Defending psychiatric injury claims often comes down to what is and is not ‘Reasonable Management Action’. We generally encounter seven categories of ‘Management Action’ which are recognised, at face value, as being reasonable, including:

  1. Transfer;
  2. Demotion;
  3. Promotion;
  4. Performance appraisal;
  5. Discipline;
  6. Retrenchment or dismissal; and
  7. Provision of employment benefits.

If an employee suffers a psychiatric injury as a result of one of the above ‘Management Actions’ being taken, so long as the action was taken for the benefit of the organisation, it will most likely be reasonable if the action is undertaken in a reasonable way.

‘Reasonable Management Action’ is not undertaken in a reasonable way if it involves:

  1. Berating an employee or making threats to dismiss them in front of their work colleagues;
  2. Intentionally embarrassing or belittling an employee;
  3. Conducting a spontaneous disciplinary meeting with no prior warning or consultation;
  4. Standing over an employee for regular extended periods of time to observe their work;
  5. Using disciplinary procedures disproportionally;
  6. Conducting an unfair workplace investigation:
    1. Without adequate notice;
    2. Without procedural fairness;
    3. In a rushed manner;
    4. With obvious bias or a pre-determined outcome.
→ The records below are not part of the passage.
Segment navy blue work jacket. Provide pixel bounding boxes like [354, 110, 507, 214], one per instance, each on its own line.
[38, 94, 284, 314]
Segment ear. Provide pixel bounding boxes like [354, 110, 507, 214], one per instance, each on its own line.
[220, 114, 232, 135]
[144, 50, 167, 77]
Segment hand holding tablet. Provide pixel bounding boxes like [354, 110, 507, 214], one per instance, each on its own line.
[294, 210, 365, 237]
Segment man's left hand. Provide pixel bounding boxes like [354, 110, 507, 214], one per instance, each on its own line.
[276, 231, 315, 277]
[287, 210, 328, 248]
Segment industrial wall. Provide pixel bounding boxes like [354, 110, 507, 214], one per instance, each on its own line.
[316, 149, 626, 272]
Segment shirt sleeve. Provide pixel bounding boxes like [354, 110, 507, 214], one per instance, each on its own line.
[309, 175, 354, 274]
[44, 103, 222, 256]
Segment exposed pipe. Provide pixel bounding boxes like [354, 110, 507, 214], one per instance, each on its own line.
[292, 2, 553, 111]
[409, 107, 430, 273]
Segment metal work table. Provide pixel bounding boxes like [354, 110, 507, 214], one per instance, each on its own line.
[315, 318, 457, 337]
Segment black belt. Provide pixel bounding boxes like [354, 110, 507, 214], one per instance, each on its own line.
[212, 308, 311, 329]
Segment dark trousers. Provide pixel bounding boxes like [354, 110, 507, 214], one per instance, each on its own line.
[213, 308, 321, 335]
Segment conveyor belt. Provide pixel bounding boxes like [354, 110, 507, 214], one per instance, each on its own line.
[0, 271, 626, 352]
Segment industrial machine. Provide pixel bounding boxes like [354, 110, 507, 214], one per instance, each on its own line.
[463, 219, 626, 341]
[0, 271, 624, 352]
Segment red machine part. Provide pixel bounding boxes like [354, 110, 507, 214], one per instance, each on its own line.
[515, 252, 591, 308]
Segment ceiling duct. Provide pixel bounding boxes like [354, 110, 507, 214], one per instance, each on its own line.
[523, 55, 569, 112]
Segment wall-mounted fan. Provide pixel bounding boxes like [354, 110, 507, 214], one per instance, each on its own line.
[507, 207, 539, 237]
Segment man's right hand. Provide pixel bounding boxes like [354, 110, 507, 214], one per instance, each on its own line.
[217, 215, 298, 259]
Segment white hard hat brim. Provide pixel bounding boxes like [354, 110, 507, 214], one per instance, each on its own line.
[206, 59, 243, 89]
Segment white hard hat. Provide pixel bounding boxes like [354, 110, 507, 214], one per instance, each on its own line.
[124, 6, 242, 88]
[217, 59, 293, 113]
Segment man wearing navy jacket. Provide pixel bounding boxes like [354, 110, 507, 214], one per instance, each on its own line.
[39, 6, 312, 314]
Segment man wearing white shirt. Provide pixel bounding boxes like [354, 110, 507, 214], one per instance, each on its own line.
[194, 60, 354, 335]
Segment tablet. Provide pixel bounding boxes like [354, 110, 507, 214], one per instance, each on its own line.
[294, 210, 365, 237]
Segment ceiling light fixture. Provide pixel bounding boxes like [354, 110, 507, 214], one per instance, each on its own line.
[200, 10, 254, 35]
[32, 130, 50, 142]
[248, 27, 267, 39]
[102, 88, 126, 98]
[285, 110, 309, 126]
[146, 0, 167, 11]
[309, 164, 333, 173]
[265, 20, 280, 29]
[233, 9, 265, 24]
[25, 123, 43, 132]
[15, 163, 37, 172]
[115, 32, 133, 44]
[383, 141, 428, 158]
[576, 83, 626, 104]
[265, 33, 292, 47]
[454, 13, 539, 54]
When considering if your organisation’s actions are reasonable, ask yourself:

  1. Do you have policies and procedures? If so, are they reasonable and have you complied with them?
  2. If an investigation involving the actions of an employee is warranted:
    1. Is it fair?
    2. Is it timely so that all parties are provided with an outcome without undue delay?
    3. Was procedural fairness provided?
  3. Take a step back and assess your actions objectively:
    1. Are you too biased? If so, have someone else assess your actions;
    2. Have you gathered actual facts or are you relying on opinion, inuendo or rumour?
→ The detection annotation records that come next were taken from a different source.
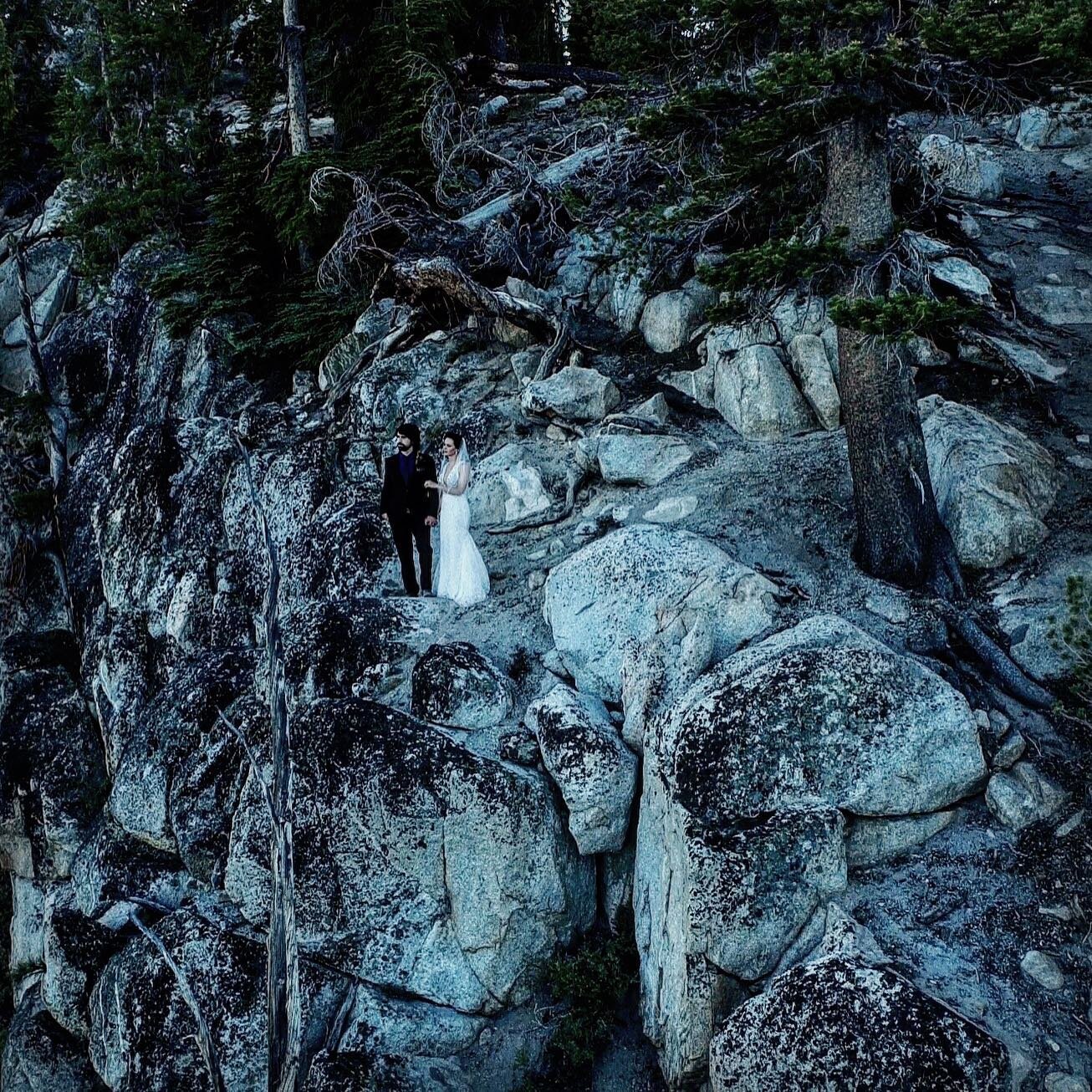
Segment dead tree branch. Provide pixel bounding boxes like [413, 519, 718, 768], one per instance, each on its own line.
[235, 435, 303, 1092]
[391, 258, 572, 378]
[129, 910, 226, 1092]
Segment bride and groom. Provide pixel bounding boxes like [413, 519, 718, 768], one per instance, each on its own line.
[379, 421, 489, 607]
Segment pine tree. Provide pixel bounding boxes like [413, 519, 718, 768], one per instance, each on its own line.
[625, 0, 1092, 594]
[54, 0, 231, 273]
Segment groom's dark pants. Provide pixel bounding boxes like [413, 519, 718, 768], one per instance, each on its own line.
[391, 515, 432, 595]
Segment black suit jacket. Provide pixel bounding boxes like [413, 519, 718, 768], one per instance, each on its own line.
[379, 451, 440, 521]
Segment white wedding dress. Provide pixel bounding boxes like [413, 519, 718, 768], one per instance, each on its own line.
[435, 459, 489, 607]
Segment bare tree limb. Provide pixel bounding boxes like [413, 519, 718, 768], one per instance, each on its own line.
[456, 136, 629, 232]
[129, 910, 227, 1092]
[235, 433, 303, 1092]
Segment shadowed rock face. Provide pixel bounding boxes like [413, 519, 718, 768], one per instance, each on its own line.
[0, 667, 107, 875]
[411, 641, 513, 729]
[90, 904, 345, 1092]
[0, 987, 106, 1092]
[710, 956, 1009, 1092]
[633, 615, 986, 1088]
[225, 699, 595, 1013]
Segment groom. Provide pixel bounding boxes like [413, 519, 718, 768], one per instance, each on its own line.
[379, 421, 440, 595]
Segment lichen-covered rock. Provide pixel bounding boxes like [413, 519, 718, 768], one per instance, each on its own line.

If you have a worker lodge a mental health claim, don’t instinctively become defensive and take the claim as a personal insult. Start by speaking to and engaging with the worker. Ask them if they require or want support such as through your Employee Assistance Program. Most of all, try not to let your employee feel isolated while away from work which can lead to longer duration claims. It is also important to keep a record of the interactions you have with your injured employee.

It is important to develop an understanding that mental injuries can be just as debilitating as physical injuries. Regardless of the type of injury suffered, your goal should be to return your employee to work if at all possible.

“The content of this publication is for reference purposes only. It is current at the date of publication. This content does not constitute legal advice and should not be relied upon as such. Legal advice about your specific circumstances should always be obtained before taking any action based on this publication.”